Page 56 of The Secrets We Keep
Maybe just telling the other “I love you” was enough.
Of course it was.
There were a few more awkward moments before Jasper said goodbye. But he hung up feeling closer to his father than he ever had.
Chapter 17
ROB STOOD,drenched from the chest downward. The rain had at last stopped, but he felt like a sponge that had sat too long in dirty water. He looked up at the sky and could make out patches of blue peeking through the gray swatches of clouds.
He turned back to the young police officer, who was still waiting to hear what he wanted to do.
“Sir? You need us to get you somewhere?”
Rob debated, thinking of a young man, perhaps out in this same rain, getting almost as drenched as he was. He opened his mouth again to speak, unsure of what he was about to say.
“Sir? Where were you headed?”
Somehow, Rob couldn’t remember how to get his mouth working to form words.Where am I going? The easy answer is to the airport. Back to what? An empty house? A beautiful, magazine-layout-worthy house that is lovely to behold but feels like no one lives there?
“Sir? I really need to get going. We have another call.”
Rob could hear, as though there for proof, squawking on the radio she had mounted on her shoulder. He wondered if Jasper had gotten back home again, wondered if he was thinking of him with the same intensity.
“There’s nothing in life that can’t be fixed with some talk—and an apology.”
“Beg your pardon?” the officer said as she looked over at her partner in the blue-and-white police car.
“Never mind. Can you guys give me a ride to the North Side? Um, Rogers Park?” As he spoke the words, he noticed his Uber driver rolling away from the scene in a yellow cab.

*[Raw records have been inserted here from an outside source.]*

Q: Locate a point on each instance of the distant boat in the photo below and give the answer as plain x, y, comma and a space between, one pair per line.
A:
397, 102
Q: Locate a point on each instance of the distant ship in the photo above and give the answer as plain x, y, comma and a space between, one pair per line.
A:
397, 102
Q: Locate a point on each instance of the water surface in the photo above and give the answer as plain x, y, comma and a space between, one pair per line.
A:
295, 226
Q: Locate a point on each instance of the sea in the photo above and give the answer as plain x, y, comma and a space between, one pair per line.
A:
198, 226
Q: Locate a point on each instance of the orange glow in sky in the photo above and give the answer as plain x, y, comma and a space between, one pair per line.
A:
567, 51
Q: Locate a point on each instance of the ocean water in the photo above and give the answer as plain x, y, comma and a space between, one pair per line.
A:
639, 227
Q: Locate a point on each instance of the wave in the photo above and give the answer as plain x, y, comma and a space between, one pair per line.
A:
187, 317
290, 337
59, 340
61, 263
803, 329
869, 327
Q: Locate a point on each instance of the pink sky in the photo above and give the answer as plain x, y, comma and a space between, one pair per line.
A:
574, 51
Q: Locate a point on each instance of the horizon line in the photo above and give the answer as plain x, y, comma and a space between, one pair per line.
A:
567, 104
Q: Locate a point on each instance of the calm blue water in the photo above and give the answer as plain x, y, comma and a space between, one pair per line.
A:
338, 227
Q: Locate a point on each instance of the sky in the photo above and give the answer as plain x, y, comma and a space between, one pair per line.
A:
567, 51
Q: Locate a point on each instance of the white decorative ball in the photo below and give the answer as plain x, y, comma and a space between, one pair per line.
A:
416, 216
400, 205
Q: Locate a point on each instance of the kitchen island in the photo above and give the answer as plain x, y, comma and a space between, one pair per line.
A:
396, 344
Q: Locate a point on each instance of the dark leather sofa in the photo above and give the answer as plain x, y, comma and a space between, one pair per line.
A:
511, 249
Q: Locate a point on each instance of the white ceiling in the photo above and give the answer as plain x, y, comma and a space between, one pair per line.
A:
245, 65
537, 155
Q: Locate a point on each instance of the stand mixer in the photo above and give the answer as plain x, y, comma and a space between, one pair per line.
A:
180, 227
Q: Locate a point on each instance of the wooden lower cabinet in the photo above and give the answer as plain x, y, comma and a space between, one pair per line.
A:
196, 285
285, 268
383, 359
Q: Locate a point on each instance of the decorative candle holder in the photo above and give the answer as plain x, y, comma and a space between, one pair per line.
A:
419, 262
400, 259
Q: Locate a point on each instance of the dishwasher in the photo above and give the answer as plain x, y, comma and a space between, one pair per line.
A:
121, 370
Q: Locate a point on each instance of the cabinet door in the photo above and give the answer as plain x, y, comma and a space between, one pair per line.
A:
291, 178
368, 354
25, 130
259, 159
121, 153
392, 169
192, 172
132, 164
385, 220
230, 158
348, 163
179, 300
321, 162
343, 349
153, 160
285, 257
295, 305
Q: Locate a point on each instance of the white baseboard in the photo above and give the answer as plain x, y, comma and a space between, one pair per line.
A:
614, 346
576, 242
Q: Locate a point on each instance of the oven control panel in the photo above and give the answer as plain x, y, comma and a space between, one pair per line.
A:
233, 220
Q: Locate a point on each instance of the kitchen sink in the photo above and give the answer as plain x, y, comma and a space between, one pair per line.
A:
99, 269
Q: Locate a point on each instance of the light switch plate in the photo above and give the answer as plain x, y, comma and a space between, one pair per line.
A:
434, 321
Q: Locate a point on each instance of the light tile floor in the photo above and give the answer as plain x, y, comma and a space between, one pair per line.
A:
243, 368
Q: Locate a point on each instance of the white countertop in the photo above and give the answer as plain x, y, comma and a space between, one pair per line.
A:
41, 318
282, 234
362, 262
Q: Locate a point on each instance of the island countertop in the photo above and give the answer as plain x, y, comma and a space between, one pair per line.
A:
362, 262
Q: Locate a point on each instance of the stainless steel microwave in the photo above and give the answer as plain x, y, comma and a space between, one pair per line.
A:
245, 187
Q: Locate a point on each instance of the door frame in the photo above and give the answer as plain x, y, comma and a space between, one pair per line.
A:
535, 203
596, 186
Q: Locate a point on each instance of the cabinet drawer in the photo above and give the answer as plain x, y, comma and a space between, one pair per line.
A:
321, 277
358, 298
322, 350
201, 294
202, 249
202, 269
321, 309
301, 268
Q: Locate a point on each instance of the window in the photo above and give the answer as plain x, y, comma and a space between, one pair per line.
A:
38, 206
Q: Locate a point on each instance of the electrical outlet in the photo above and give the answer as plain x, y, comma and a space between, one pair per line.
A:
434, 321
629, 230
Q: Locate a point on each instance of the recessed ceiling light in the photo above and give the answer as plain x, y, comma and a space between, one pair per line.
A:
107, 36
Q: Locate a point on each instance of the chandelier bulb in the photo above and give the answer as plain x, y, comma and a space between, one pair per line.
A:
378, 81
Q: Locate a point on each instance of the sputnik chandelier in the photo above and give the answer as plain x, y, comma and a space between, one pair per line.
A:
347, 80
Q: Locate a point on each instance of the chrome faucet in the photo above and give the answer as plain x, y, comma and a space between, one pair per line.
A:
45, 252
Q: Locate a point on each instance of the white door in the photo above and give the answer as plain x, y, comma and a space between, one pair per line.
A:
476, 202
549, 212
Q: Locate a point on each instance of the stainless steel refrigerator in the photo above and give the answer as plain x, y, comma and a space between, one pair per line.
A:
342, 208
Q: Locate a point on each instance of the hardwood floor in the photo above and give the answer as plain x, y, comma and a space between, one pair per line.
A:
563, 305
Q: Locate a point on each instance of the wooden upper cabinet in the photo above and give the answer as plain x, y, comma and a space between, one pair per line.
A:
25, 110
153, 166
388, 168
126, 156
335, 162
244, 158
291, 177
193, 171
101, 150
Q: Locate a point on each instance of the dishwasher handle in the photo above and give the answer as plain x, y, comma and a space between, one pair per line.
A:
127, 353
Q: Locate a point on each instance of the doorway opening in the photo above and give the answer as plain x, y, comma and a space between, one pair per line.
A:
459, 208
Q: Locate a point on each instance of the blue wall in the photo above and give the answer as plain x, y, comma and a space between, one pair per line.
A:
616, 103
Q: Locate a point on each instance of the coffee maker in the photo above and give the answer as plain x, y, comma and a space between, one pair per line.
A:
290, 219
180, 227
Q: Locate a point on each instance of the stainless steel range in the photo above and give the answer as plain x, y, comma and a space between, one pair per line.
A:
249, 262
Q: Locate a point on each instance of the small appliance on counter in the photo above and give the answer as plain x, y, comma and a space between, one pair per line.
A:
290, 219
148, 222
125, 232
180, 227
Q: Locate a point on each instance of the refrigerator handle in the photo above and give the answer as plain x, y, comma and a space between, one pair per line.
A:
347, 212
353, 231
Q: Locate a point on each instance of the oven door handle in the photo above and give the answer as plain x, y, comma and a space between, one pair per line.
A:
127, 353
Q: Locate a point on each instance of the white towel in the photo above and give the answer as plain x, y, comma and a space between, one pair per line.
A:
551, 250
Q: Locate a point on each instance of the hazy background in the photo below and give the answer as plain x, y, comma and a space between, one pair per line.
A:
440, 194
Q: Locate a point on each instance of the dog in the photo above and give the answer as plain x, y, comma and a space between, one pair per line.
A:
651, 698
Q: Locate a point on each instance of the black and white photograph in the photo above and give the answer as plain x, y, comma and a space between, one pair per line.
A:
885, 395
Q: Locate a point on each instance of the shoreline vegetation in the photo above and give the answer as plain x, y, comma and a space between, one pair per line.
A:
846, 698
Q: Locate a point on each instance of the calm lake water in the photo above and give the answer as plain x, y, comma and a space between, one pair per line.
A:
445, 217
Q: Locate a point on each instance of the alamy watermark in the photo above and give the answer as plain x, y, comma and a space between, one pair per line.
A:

The cop rolled her eyes. In her expression was the thought that he was a nut case, like all the other nut cases she encountered every day. “You sure? That’s not the direction your Uber was headed.” She sighed and didn’t wait for a response. “Let me see.” Her hips swayed as she sidled back to the patrol car and conferred briefly with her partner, a heavy-set guy with a buzz cut.
When she came back, she said, “We need to head out. Sorry, but I can’t transport you. You can call a cab.”
“But I can’t,” Rob protested. He pulled his iPhone from his pocket. It dripped. Even though he didn’t need to, he pointed to it, pronouncing it “dead.”
“Okay.” She blew out a long rush of air. She returned to the cruiser, got inside, and left the passenger door open as she used the car’s radio, he guessed, to make a call.
She came back and told him a cab would be there in a minute or two. “Good luck,” she wished him.
“I’m gonna need it.”
As the news van backed out, along with the fire truck, a cab pulled in. He tapped on his horn.
The cabbie’s grimace was plain to see as Rob, dripping wet, climbed into the back seat.
The driver, a Middle Eastern man in his forties, Rob guessed, continued to eye him in the rearview mirror. “Where to, sir?”
What street did Jasper live on? He drew a blank. It was on the Far North Side of the city, up by Evanston. He thought for a moment and nothing came to him, then suddenly, the name of the L stop nearby popped into his head. “Jarvis.”
“Do you have an address, sir? Jarvis runs a long way west.”
“Just drop me off at the L station.”
The driver narrowed his eyes at him. “Really?” He probably wondered why Rob wanted to take a cab to an L station far out of the way.
But satisfying the cabbie’s curiosity was not his problem. He was the paying customer, so he said simply, “Really. Now can we please go?”
As they were backing up, the sun emerged, brilliant, dousing everything with sudden golden light. The driver turned around and started up a four-lane city street. The pavement steamed. And even the litter, cracked pavement, and boarded-up storefronts looked clean. Wonderful.